Interestingly, the Richbell court expressly acknowledged “that there is clearly some tension between, on the one hand, the imposition of a good faith limitation on the exercise of a contract right and, on the other, the avoidance of using the implied covenant of good faith to create new duties that negate explicit rights under a contract.”
A couple of years ago I posted on this blog a piece entitled Will Someone Please Re-Name the Implied Covenant of Good Faith and Fair Dealing? in which I lamented the confusion caused by the implied covenant’s name and its resulting misapplication outside the context of construing the parties’ intent when they leave a “gap” in their contract, and instead treating it as a species of common-law fiduciary duty. Do cases such as Richbell and Shatz dispel or propagate the confusion? You be the judge.

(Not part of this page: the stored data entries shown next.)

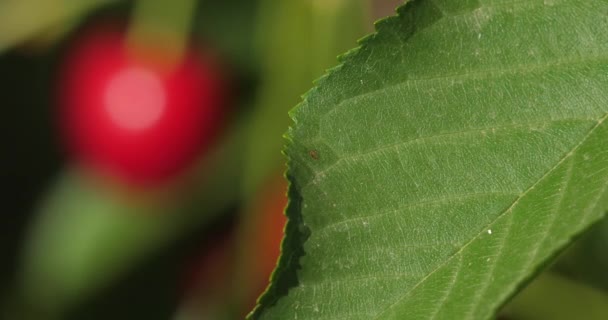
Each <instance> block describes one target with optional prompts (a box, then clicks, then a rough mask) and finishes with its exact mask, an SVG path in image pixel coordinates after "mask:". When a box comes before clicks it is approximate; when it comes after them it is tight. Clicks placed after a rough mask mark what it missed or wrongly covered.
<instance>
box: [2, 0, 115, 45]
mask: <svg viewBox="0 0 608 320" xmlns="http://www.w3.org/2000/svg"><path fill="white" fill-rule="evenodd" d="M113 1H114V0H85V1H65V0H45V1H40V0H8V1H6V0H4V1H0V30H1V31H0V53H1V52H3V51H5V50H7V49H8V48H10V47H12V46H14V45H19V44H21V43H22V42H24V41H26V40H28V39H30V38H31V37H35V36H36V35H38V34H41V33H44V32H48V31H49V30H50V29H51V30H52V28H53V27H56V28H58V29H60V30H61V29H62V28H64V27H69V26H71V25H73V20H74V19H78V18H79V16H80V15H83V14H84V13H86V12H88V11H90V10H92V9H95V8H97V7H99V6H101V5H104V4H108V3H110V2H113Z"/></svg>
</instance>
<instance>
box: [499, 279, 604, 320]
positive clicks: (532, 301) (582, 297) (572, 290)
mask: <svg viewBox="0 0 608 320" xmlns="http://www.w3.org/2000/svg"><path fill="white" fill-rule="evenodd" d="M501 314H503V315H505V316H506V318H507V319H517V320H537V319H551V320H571V319H585V320H596V319H597V320H603V319H606V315H608V295H606V294H605V293H604V292H602V291H599V290H595V289H593V288H591V287H588V286H585V285H582V284H581V283H578V282H574V281H571V280H568V279H566V278H563V277H560V276H558V275H556V274H551V273H543V274H541V275H540V276H539V277H538V278H536V279H534V281H532V283H530V285H528V286H527V287H526V288H525V289H524V290H523V291H522V292H520V293H519V294H518V295H517V296H516V297H515V298H514V299H513V301H511V302H510V303H509V304H508V305H507V307H506V308H505V310H503V311H502V312H501Z"/></svg>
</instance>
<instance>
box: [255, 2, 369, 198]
mask: <svg viewBox="0 0 608 320" xmlns="http://www.w3.org/2000/svg"><path fill="white" fill-rule="evenodd" d="M365 2H366V1H363V0H332V1H310V0H291V1H278V2H277V1H275V0H263V1H260V5H259V7H260V8H259V12H260V14H259V18H258V20H259V27H258V30H257V37H258V47H257V49H258V50H257V51H258V53H259V57H260V58H259V60H260V61H259V62H260V65H261V67H260V68H261V71H262V79H261V86H260V89H259V90H258V92H257V98H256V99H257V101H256V108H255V113H253V115H252V117H251V125H250V128H249V130H250V133H249V135H250V137H249V141H248V144H247V149H246V151H245V154H244V155H245V157H246V159H247V160H246V161H245V162H244V164H245V168H244V170H243V194H244V196H245V198H246V199H247V200H250V199H251V197H252V196H255V191H256V190H257V189H258V188H259V187H260V185H262V184H263V183H264V182H265V181H266V180H267V179H268V178H269V176H270V175H274V174H276V172H278V171H280V170H282V168H281V166H282V165H283V156H282V154H281V149H282V148H283V144H284V140H283V138H282V134H283V133H284V132H285V131H286V130H287V128H288V127H289V124H290V120H289V117H288V116H287V111H288V110H289V108H290V107H291V106H293V105H295V104H296V103H297V102H298V101H299V99H300V95H301V94H302V92H304V91H305V90H306V89H307V88H309V87H310V84H311V82H312V81H313V80H314V79H315V78H317V77H319V76H320V75H322V74H323V72H324V70H326V69H327V68H329V67H331V66H332V65H333V64H335V60H336V56H337V55H338V54H339V53H340V52H343V51H344V50H347V49H348V48H350V47H352V46H353V45H354V44H355V41H356V39H357V38H359V37H361V36H362V35H364V34H365V30H364V27H363V26H364V22H365V17H364V16H365V10H364V9H365Z"/></svg>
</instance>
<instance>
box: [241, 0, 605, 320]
mask: <svg viewBox="0 0 608 320" xmlns="http://www.w3.org/2000/svg"><path fill="white" fill-rule="evenodd" d="M607 12H608V2H607V1H601V0H592V1H590V0H578V1H574V0H563V1H562V0H552V1H547V0H545V1H534V0H528V1H493V0H479V1H473V0H466V1H454V0H433V1H430V0H427V1H424V0H421V1H410V2H408V3H407V4H406V5H405V6H403V7H401V8H400V9H399V10H398V13H399V14H398V15H397V16H396V17H391V18H388V19H385V20H383V21H380V22H379V23H377V32H376V33H375V34H374V35H372V36H369V37H367V38H365V39H364V40H362V41H361V46H360V47H359V48H358V49H356V50H353V51H351V52H349V53H348V54H347V55H346V56H345V57H343V59H342V65H341V66H340V67H338V68H336V69H334V70H333V71H332V72H330V73H329V75H327V76H326V77H325V78H323V79H322V80H320V81H319V82H318V85H317V87H316V88H315V89H313V90H312V91H310V92H309V93H308V94H307V95H306V97H305V99H304V102H303V103H302V104H301V105H300V106H299V107H298V108H296V109H295V110H294V111H293V113H292V117H293V119H294V121H295V125H294V126H293V127H292V128H291V130H290V131H289V134H288V136H289V139H290V143H289V144H288V146H287V149H286V154H287V156H288V159H289V169H288V173H287V176H288V178H289V180H290V182H291V186H290V191H289V194H290V199H291V201H290V204H289V206H288V209H287V215H288V217H289V219H290V221H289V223H288V226H287V236H286V239H285V240H284V243H283V255H282V257H281V259H280V262H279V266H278V269H277V270H276V271H275V274H274V275H273V279H272V282H273V283H272V285H271V287H270V289H269V290H268V291H267V292H266V294H265V295H264V296H263V297H262V298H261V300H260V305H259V306H258V307H257V308H256V310H255V311H254V313H253V318H256V319H257V318H260V319H287V318H288V319H295V318H298V319H430V318H434V319H487V318H490V317H491V316H492V315H493V314H494V312H495V311H496V310H497V308H499V307H500V306H501V305H502V304H503V303H504V302H505V301H506V300H507V299H508V298H509V297H510V296H512V295H513V294H514V293H515V292H516V291H517V289H518V288H519V287H520V286H522V285H523V284H524V283H525V282H526V281H527V280H528V279H529V278H530V277H532V276H533V275H534V273H535V272H537V271H538V269H539V268H540V267H542V266H543V264H544V263H546V261H547V259H549V258H551V257H552V256H553V255H554V254H555V253H556V252H557V251H558V250H560V249H561V248H563V247H564V246H565V245H566V244H568V243H569V242H570V241H571V239H572V238H573V237H574V236H576V235H577V234H579V233H580V232H582V231H583V230H585V229H586V228H587V227H588V226H589V225H590V224H591V223H593V222H595V221H597V220H598V219H599V218H600V217H601V216H602V215H603V214H604V212H605V210H606V209H607V208H608V195H607V191H608V190H607V185H608V184H607V183H608V151H607V148H606V141H607V140H608V121H606V118H607V112H608V91H607V90H606V88H608V33H607V32H605V31H606V30H608V19H607V18H606V13H607Z"/></svg>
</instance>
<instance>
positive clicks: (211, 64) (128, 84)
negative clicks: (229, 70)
mask: <svg viewBox="0 0 608 320" xmlns="http://www.w3.org/2000/svg"><path fill="white" fill-rule="evenodd" d="M132 49H133V48H129V49H128V48H127V46H126V45H125V35H124V33H122V32H121V31H120V30H119V29H117V28H112V27H109V26H103V27H101V28H96V29H93V30H90V31H89V32H85V34H84V36H83V37H82V38H81V39H79V40H77V41H76V43H75V44H74V46H73V47H72V48H71V51H70V53H69V54H68V56H67V59H66V61H65V64H64V65H63V69H62V77H61V79H60V105H61V112H60V125H61V128H62V130H63V135H64V140H65V143H66V145H67V148H68V150H69V151H70V153H71V154H72V156H73V158H74V159H75V160H76V161H77V162H79V163H80V164H82V165H84V166H86V167H88V168H91V169H93V170H94V171H95V172H98V173H102V174H104V175H110V176H112V177H114V178H119V179H120V180H122V181H124V182H126V183H128V184H132V185H133V184H134V185H139V186H142V185H143V186H149V185H156V184H159V183H164V182H167V181H168V180H172V179H174V178H175V177H177V176H179V175H180V174H181V173H183V172H184V171H185V170H186V169H188V168H189V167H190V166H192V165H193V163H194V162H195V160H196V159H197V156H198V155H200V154H201V153H202V152H204V151H205V150H206V149H207V148H208V147H209V145H210V144H211V142H212V141H213V140H214V136H215V134H216V133H217V131H218V129H219V128H220V123H221V118H222V116H223V113H224V112H223V110H222V109H223V108H222V107H223V104H224V100H225V99H224V98H225V94H224V92H223V91H224V88H225V86H224V83H223V81H222V77H221V74H220V72H219V70H218V69H219V67H218V63H217V62H216V61H214V60H213V59H212V58H211V57H210V56H209V55H204V54H202V53H201V52H198V51H196V50H193V49H190V50H189V51H188V52H187V53H186V54H185V56H184V58H183V60H181V61H180V62H179V63H178V65H176V66H174V67H172V68H170V69H168V68H167V67H166V65H163V63H161V62H159V60H158V59H155V57H152V56H142V55H141V52H146V48H139V47H138V48H136V49H137V50H132ZM147 51H148V52H150V51H151V50H147ZM133 52H138V53H140V54H138V55H137V56H135V55H134V54H133Z"/></svg>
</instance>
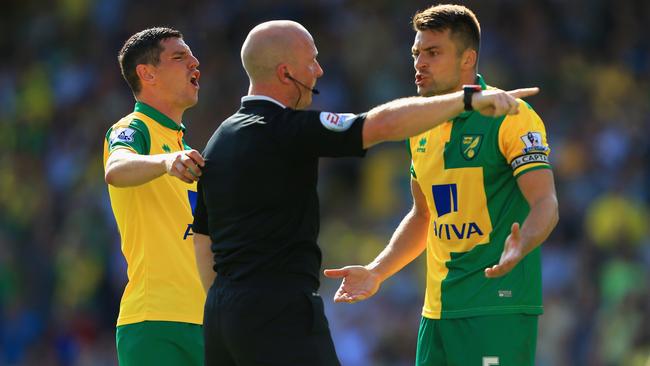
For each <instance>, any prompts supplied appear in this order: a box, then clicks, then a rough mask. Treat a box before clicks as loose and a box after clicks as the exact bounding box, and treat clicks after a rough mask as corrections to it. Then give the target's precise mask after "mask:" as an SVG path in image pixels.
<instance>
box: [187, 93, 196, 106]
mask: <svg viewBox="0 0 650 366" xmlns="http://www.w3.org/2000/svg"><path fill="white" fill-rule="evenodd" d="M198 102H199V94H198V93H195V94H193V95H190V96H189V97H188V98H187V99H186V102H185V105H187V108H190V107H194V106H195V105H196V103H198Z"/></svg>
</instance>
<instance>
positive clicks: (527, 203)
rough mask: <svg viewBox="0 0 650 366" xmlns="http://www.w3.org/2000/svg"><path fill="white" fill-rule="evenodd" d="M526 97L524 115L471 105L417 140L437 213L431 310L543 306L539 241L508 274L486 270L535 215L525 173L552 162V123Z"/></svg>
mask: <svg viewBox="0 0 650 366" xmlns="http://www.w3.org/2000/svg"><path fill="white" fill-rule="evenodd" d="M478 80H479V82H480V83H481V84H482V85H483V87H484V88H485V87H486V86H485V84H484V82H483V81H482V78H480V77H479V79H478ZM519 103H520V106H519V111H520V113H519V114H517V115H510V116H505V117H499V118H491V117H485V116H482V115H481V114H479V113H478V112H464V113H462V114H461V115H459V116H458V117H456V118H455V119H454V120H453V121H448V122H446V123H443V124H441V125H439V126H437V127H436V128H434V129H431V130H429V131H426V132H424V133H422V134H420V135H418V136H415V137H414V138H412V139H410V140H409V149H410V152H411V157H412V165H411V175H412V179H414V180H415V181H416V182H417V184H418V185H419V187H420V189H421V190H422V193H423V194H424V196H425V197H426V201H427V206H428V208H429V212H430V220H431V222H430V226H429V230H428V236H427V288H426V295H425V302H424V307H423V312H422V315H423V316H424V317H427V318H431V319H439V318H458V317H468V316H479V315H490V314H507V313H527V314H540V313H541V312H542V300H541V299H542V296H541V295H542V294H541V291H542V290H541V262H540V253H539V248H538V249H536V250H534V251H533V252H531V253H530V254H529V255H528V256H526V258H524V259H523V260H522V261H521V262H520V263H519V264H518V265H517V266H516V267H515V268H514V269H513V270H512V272H510V273H509V274H508V275H506V276H503V277H501V278H497V279H488V278H486V277H485V275H484V273H483V270H484V269H485V268H487V267H489V266H492V265H494V264H496V263H498V261H499V258H500V256H501V252H502V251H503V245H504V242H505V239H506V237H507V236H508V235H509V234H510V228H511V225H512V223H513V222H519V223H520V224H522V223H523V221H524V220H525V219H526V217H527V216H528V212H529V210H530V207H529V206H528V202H527V201H526V199H525V198H524V196H523V194H522V193H521V191H520V190H519V187H518V185H517V177H518V176H520V175H521V174H524V173H526V172H529V171H531V170H535V169H548V168H550V165H549V162H548V155H549V152H550V149H549V147H548V144H547V141H546V131H545V128H544V124H543V123H542V120H541V119H540V118H539V116H538V115H537V114H536V113H535V111H533V109H532V108H531V107H530V106H529V105H528V104H526V103H525V102H523V101H520V102H519Z"/></svg>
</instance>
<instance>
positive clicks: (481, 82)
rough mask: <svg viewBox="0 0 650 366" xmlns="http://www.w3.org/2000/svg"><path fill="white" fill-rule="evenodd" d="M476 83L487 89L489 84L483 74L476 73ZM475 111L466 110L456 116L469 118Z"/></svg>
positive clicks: (466, 118)
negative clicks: (469, 116)
mask: <svg viewBox="0 0 650 366" xmlns="http://www.w3.org/2000/svg"><path fill="white" fill-rule="evenodd" d="M475 82H476V84H478V85H480V86H481V89H483V90H485V89H487V84H486V83H485V80H483V76H482V75H481V74H476V81H475ZM472 113H474V111H465V112H463V113H461V114H459V115H458V117H456V118H462V119H467V118H468V117H469V116H471V115H472ZM456 118H454V119H456Z"/></svg>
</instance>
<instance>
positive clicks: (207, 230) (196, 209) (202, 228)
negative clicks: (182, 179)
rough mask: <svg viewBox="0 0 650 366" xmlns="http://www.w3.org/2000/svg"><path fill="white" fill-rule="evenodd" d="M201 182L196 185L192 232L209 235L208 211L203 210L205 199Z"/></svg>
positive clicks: (199, 181)
mask: <svg viewBox="0 0 650 366" xmlns="http://www.w3.org/2000/svg"><path fill="white" fill-rule="evenodd" d="M201 182H202V180H201V179H199V182H198V183H197V184H196V187H197V192H196V193H197V194H196V207H195V208H194V223H193V224H192V231H193V232H195V233H198V234H203V235H210V231H209V230H208V211H207V210H206V208H205V197H203V185H202V184H201Z"/></svg>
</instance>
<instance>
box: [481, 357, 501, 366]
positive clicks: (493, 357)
mask: <svg viewBox="0 0 650 366" xmlns="http://www.w3.org/2000/svg"><path fill="white" fill-rule="evenodd" d="M498 365H499V357H483V366H498Z"/></svg>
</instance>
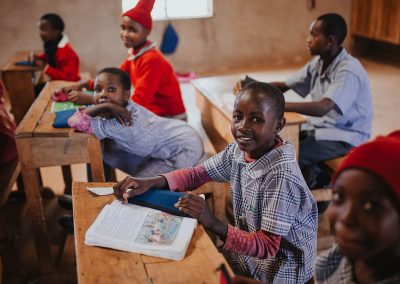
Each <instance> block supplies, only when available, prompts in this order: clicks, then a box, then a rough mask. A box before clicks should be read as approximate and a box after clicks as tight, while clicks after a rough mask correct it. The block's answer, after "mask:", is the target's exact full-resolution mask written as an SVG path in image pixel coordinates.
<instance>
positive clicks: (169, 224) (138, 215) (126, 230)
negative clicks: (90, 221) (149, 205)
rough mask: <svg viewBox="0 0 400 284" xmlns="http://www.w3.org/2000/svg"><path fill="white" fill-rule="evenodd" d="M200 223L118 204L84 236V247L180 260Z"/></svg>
mask: <svg viewBox="0 0 400 284" xmlns="http://www.w3.org/2000/svg"><path fill="white" fill-rule="evenodd" d="M196 225H197V220H196V219H192V218H187V217H180V216H174V215H170V214H168V213H165V212H162V211H159V210H155V209H151V208H146V207H142V206H138V205H134V204H127V205H123V204H121V202H120V201H118V200H115V201H113V202H112V203H111V204H107V205H106V206H105V207H104V208H103V210H102V211H101V212H100V214H99V216H98V217H97V218H96V220H95V222H94V223H93V224H92V225H91V226H90V228H89V230H88V231H87V232H86V235H85V244H87V245H92V246H101V247H108V248H113V249H117V250H123V251H129V252H135V253H142V254H146V255H151V256H156V257H162V258H167V259H172V260H181V259H182V258H183V257H184V256H185V253H186V250H187V248H188V246H189V243H190V240H191V238H192V235H193V231H194V229H195V228H196Z"/></svg>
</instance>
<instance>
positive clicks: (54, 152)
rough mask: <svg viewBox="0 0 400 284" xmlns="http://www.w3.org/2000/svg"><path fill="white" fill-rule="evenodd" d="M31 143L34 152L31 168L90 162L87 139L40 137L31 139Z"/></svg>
mask: <svg viewBox="0 0 400 284" xmlns="http://www.w3.org/2000/svg"><path fill="white" fill-rule="evenodd" d="M31 143H32V152H31V153H30V155H31V161H30V165H29V167H34V168H41V167H51V166H61V165H71V164H80V163H87V162H89V161H90V159H89V149H88V144H87V143H88V142H87V139H86V138H84V139H82V138H73V137H72V138H61V137H55V138H50V137H39V138H34V139H31ZM49 149H51V151H49ZM91 151H96V150H91Z"/></svg>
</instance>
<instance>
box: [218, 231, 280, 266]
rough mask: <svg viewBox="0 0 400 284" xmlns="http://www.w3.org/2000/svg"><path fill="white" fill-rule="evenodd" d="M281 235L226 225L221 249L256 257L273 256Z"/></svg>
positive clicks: (231, 251) (269, 257)
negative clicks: (224, 234) (251, 230)
mask: <svg viewBox="0 0 400 284" xmlns="http://www.w3.org/2000/svg"><path fill="white" fill-rule="evenodd" d="M280 243H281V236H278V235H275V234H271V233H266V232H263V231H261V230H260V231H258V232H252V233H249V232H245V231H242V230H240V229H238V228H235V227H233V226H231V225H228V234H227V236H226V240H225V244H224V245H223V246H222V249H223V250H225V251H230V252H234V253H238V254H244V255H248V256H253V257H257V258H270V257H274V256H275V255H276V253H277V252H278V250H279V245H280Z"/></svg>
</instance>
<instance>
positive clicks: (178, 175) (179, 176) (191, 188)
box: [162, 165, 212, 191]
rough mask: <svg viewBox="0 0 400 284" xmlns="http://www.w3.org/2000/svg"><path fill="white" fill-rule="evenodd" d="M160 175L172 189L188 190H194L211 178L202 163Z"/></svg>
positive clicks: (171, 188) (169, 187)
mask: <svg viewBox="0 0 400 284" xmlns="http://www.w3.org/2000/svg"><path fill="white" fill-rule="evenodd" d="M162 176H164V177H165V179H166V180H167V182H168V186H169V188H170V190H172V191H190V190H194V189H196V188H198V187H200V186H202V185H203V184H205V183H206V182H209V181H211V180H212V178H211V177H210V176H209V175H208V174H207V171H206V168H205V167H204V165H198V166H196V167H194V168H187V169H181V170H176V171H173V172H170V173H167V174H163V175H162Z"/></svg>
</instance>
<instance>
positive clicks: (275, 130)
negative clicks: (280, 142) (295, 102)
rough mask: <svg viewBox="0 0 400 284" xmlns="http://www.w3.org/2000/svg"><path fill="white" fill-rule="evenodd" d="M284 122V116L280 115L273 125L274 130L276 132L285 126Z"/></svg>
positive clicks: (285, 119)
mask: <svg viewBox="0 0 400 284" xmlns="http://www.w3.org/2000/svg"><path fill="white" fill-rule="evenodd" d="M285 124H286V118H285V117H282V118H281V119H278V121H277V123H276V125H275V132H276V133H277V134H278V133H279V132H280V131H281V130H282V129H283V127H285Z"/></svg>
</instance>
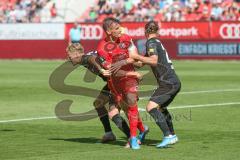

There is, of course, a way to pack more punch into an LLC manager’s contractually authorized sole-discretion: form the LLC in Delaware and include in the operating agreement a provision as authorized by Delaware’s LLC Act — for which New York’s LLC Law has no counterpart — expressly waiving all of the manager’s fiduciary duties.
Update May 19, 2020: A little over a month after issuing its Shatz decision, the First Department decided Seeking Valhalla Trust v Deane in which it affirmed the lower court’s pre-answer dismissal of a complaint similar to the one in Sullivan v Harnisch, holding that the defendant LLC manager “did not breach the operating agreement or the covenant of good faith and fair dealing by exercising her express sole discretion to reallocate sharing ratios, even down to zero, at any time” and further commenting that the manager “merely exercised the very power given to her by the operating agreement (cf. Shatz v Chertok 180 AD3d 609 [1st Dept 2020]).” The appellate decision doesn’t mention Richbell although the lower court’s decision distinguished it, stating that “Richbell is inapposite because the conduct there included fraud, collusion and illegality. None of that conduct is alleged here.”